Y, aun así, siempre pienso que las cosas cambian. A veces, lo que tanto soñamos no se cumple, pero lo que no esperamos llega, porque todo puede pasar. Pienso en esos pequeños actos, como cuando me llamaba por un apodo que compartíamos en tiempos mejores. Pienso en ese viaje donde se acostó en mis piernas y acaricié su cabello. En esos días en los parques, viendo a nuestra hija correr, jugar, trepar, deslizarse, columpiarse, como si fuéramos una familia.
Esas cosas me hacían creer que, quizás, todavía quedaba un poquito de cariño en su corazón. Aunque ella diga que no hay nada más… HOY.
A veces, la vida te lanza esas verdades a la cara y no queda otra más que tragártelas y seguir caminando, intentándolo, mejorando. Pero ahí, en medio del polvo y el calor, me pregunté si realmente podía aceptar “es todo lo que hay” como la última palabra. Tal vez no. Tal vez nunca.

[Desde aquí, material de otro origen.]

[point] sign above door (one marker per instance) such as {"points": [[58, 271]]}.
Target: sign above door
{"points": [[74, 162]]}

Porque mañana, cuando el año termine y otro comience, quiero estar con ellas. Quiero cerrar este ciclo de la vida a su lado. Que el último recuerdo del año no sea uno de vacío, sino de esperanza. Mientras quede un pedazo de oportunidad, aunque sea pequeño y frágil, seguiré apostando por algo más.
Por ellas. Por nuestra hija. Por lo que podríamos ser. Por una familia. Por un año que, tal vez, nos dé la oportunidad de empezar de nuevo… por centésima, y última vez.